Si ça ce n’est pas une bonne équipe, je ne sais pas ce que c’est !
- Je ne te demande qu’une chose Sofia, dis-je en avançant derrière elle vers le salon.
- Oui quoi ?
Mon amie ne se retourne même pas. C’est pourquoi je peux facilement secouer la bouteille que je tiens fermement entre mes mains, et l’ouvrir après avoir dit les simples mots :
- Ne me laisse plus jamais seule avec Zachary de cette manière.
Un petit cri strident sort de sa bouche au moment où le liquide glacé vient frapper son dos. Je suis surprise qu’elle ne lâche pas un seul instant les verres qu’elle était chargée de porter. Heureusement d’ailleurs, sinon je ne sais pas ce que j’aurais dit à Caly, ce sont ses préférés. Mon amie se retourne uniquement, lorsque le jet sucré perd de son intensité.

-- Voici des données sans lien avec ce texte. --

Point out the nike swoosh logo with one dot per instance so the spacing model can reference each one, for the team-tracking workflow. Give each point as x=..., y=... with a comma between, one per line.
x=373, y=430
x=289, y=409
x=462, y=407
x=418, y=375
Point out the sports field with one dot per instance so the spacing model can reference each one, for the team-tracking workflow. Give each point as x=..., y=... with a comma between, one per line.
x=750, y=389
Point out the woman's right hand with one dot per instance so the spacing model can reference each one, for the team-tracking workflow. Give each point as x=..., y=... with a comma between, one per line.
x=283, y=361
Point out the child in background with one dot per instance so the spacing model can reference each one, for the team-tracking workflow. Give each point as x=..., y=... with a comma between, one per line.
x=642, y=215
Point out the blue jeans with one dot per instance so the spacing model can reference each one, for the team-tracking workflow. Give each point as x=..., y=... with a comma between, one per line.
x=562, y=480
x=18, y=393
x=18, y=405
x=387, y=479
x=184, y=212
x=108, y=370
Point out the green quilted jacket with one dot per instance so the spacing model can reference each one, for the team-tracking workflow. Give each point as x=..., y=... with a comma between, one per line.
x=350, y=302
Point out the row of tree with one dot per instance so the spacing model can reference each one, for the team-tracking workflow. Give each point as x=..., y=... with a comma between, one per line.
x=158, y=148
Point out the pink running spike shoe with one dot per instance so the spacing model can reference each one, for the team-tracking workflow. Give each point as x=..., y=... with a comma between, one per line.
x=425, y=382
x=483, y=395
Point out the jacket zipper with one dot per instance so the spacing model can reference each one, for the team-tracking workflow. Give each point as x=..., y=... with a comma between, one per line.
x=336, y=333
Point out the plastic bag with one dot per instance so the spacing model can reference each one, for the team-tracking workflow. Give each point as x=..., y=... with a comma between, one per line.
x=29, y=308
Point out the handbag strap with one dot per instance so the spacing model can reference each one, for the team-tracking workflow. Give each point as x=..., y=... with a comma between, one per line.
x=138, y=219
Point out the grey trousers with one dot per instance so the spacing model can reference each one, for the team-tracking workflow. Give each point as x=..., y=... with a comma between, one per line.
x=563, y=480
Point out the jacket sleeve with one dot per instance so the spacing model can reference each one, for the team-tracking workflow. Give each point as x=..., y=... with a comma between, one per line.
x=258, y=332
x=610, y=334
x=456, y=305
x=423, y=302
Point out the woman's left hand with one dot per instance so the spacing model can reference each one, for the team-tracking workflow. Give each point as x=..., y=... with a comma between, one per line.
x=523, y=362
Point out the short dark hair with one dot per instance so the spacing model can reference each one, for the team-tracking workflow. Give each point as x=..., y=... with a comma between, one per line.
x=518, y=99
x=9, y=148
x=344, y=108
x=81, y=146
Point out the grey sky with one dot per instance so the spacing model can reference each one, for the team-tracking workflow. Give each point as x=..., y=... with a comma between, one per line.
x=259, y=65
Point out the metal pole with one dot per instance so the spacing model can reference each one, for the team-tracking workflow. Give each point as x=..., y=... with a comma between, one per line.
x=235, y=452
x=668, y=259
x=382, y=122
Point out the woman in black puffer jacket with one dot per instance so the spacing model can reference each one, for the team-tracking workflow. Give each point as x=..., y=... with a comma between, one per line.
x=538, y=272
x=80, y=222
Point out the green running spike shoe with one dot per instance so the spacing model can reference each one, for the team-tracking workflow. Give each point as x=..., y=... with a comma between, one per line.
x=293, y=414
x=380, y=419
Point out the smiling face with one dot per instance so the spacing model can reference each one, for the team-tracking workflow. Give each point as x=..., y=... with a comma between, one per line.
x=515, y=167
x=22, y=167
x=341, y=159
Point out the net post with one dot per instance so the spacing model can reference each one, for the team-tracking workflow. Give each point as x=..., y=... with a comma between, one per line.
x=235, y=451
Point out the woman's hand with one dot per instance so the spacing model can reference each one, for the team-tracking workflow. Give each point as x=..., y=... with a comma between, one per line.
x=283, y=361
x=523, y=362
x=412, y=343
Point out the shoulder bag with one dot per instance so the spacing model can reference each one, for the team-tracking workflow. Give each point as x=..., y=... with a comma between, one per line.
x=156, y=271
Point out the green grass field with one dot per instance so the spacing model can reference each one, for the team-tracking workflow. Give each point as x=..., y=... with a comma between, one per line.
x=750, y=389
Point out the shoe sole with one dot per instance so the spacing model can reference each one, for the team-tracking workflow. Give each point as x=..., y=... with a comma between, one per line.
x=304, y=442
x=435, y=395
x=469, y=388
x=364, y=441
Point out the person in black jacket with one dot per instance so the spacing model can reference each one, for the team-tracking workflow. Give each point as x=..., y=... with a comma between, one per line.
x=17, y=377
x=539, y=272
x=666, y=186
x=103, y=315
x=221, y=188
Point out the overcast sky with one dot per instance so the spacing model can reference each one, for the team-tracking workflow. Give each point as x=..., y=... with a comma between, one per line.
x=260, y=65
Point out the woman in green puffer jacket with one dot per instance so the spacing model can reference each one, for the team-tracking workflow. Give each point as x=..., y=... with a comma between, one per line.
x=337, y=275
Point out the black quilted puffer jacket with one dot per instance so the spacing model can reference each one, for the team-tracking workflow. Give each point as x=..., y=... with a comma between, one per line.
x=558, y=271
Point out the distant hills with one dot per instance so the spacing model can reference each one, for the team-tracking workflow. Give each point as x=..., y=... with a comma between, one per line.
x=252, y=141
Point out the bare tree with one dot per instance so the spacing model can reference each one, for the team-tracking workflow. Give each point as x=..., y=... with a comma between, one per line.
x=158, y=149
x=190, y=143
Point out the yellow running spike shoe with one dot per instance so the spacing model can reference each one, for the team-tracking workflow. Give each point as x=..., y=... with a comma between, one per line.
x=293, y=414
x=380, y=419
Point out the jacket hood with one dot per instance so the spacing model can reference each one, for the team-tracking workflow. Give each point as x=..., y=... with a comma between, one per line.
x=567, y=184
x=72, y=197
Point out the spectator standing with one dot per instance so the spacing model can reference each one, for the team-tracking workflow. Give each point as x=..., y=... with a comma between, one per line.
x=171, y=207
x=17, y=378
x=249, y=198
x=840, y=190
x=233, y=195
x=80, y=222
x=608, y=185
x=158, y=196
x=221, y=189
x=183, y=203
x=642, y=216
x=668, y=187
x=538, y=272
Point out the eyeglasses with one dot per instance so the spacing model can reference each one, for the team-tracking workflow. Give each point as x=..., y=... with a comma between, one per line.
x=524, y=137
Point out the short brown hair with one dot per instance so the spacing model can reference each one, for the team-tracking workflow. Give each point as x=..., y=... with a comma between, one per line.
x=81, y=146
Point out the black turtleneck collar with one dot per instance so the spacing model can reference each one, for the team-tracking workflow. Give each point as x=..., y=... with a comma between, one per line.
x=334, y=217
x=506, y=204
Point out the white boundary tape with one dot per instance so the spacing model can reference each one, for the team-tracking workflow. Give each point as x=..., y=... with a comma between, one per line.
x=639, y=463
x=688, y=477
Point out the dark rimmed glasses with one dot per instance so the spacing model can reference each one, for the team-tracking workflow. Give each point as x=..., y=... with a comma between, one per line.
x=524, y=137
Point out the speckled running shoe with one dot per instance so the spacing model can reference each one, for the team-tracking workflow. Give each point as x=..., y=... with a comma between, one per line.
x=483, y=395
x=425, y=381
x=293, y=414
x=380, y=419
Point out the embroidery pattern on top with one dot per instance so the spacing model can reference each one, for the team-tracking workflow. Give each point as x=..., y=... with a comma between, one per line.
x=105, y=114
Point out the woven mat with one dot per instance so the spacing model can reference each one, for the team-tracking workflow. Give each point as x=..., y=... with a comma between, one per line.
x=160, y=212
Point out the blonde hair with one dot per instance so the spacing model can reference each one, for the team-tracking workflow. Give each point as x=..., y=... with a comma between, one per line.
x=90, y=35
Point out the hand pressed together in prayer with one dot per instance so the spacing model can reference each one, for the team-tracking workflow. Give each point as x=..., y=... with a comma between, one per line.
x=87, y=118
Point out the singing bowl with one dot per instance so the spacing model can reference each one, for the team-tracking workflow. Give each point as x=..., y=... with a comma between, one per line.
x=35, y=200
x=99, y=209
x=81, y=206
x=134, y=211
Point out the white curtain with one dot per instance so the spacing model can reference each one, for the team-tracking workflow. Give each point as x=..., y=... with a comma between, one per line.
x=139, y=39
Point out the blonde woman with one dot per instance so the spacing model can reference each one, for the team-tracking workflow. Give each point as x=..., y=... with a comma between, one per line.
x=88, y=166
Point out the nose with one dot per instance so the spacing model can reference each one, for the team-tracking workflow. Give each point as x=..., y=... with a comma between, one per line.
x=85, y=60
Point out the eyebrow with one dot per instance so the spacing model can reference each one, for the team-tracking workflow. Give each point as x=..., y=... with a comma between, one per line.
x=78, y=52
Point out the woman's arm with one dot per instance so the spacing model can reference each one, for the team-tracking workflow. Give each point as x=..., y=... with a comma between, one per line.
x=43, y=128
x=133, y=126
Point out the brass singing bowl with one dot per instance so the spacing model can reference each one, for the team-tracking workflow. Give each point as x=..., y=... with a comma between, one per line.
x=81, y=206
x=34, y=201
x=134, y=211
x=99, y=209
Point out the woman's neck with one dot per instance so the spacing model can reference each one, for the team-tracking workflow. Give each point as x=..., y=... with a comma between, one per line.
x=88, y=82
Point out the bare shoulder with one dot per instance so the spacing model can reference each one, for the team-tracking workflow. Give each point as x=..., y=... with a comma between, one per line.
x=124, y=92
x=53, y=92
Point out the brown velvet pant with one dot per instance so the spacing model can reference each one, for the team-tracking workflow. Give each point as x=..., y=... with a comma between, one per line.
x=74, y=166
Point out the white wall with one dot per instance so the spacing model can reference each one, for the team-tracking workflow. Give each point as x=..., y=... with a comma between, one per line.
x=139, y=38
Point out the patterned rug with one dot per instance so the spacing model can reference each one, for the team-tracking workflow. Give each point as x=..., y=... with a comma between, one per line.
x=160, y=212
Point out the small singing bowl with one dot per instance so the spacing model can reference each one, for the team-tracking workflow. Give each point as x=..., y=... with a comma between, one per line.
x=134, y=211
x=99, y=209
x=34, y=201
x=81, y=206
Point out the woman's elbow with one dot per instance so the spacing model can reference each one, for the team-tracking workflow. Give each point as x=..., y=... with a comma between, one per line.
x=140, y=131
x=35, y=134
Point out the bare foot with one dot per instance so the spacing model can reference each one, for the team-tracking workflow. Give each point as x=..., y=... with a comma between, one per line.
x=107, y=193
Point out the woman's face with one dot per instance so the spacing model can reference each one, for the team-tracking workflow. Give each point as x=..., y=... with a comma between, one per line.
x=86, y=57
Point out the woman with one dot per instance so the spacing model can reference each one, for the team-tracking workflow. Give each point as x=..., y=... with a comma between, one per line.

Ses cheveux, ses vêtements…tout est trempé. Et si sur le moment je me sens fière d’avoir pu prendre ma revanche, et de pouvoir rire sans même me retenir, je trouve avec cette petite plaisanterie, l’opportunité de pouvoir récupérer quelque chose dans ma chambre en l’accompagnant à l’étage pour se sécher, avant de la laisser totalement à Sofia. Mathéo et elle vont y dormir, Zachary aura comme prévu la chambre d’invités, et moi je vais prendre celle de Caly. Tout simplement parce que ma tante me tuerait si je laissais quelqu’un d’autre que moi dormir dans son « repère », et parce qu’il était absolument hors de question que Zachary entre dans le mien. Il y a bien trop de choses là-bas qui pourraient attirer son attention.
Alors tandis que les garçons sont trop occupés à choisir un film à regarder en bas, et que Sofia se dispute avec ses vêtements collants dans la salle de bains, je vais prendre le précieux appareil que je préfère garder avec moi, pour le mettre sur le bureau de Caly à côté du grand lit. Je prends quelques minutes pour admirer le tourne-disque que je n’ai jamais été aussi heureuse de posséder que maintenant. Le tourne-disque de l’antiquaire dont me parlait Zachary aujourd’hui encore. Il ne sait pas que c’est moi qui l’ai. Il ne sait pas qu’il y a quelques mois j’ai contacté le propriétaire de la boutique pour le convaincre de me l’envoyer en échange d’une petite fortune. Il ne sait pas qu’à chaque fois que je l’utilise, je ne peux pas m’empêcher de penser à notre escapade en amoureux.
Peut-être que je lui dirai un jour. En attendant, je préfère que les choses restent comme elles sont. Et j’ai très hâte d’utiliser ce tourne-disque.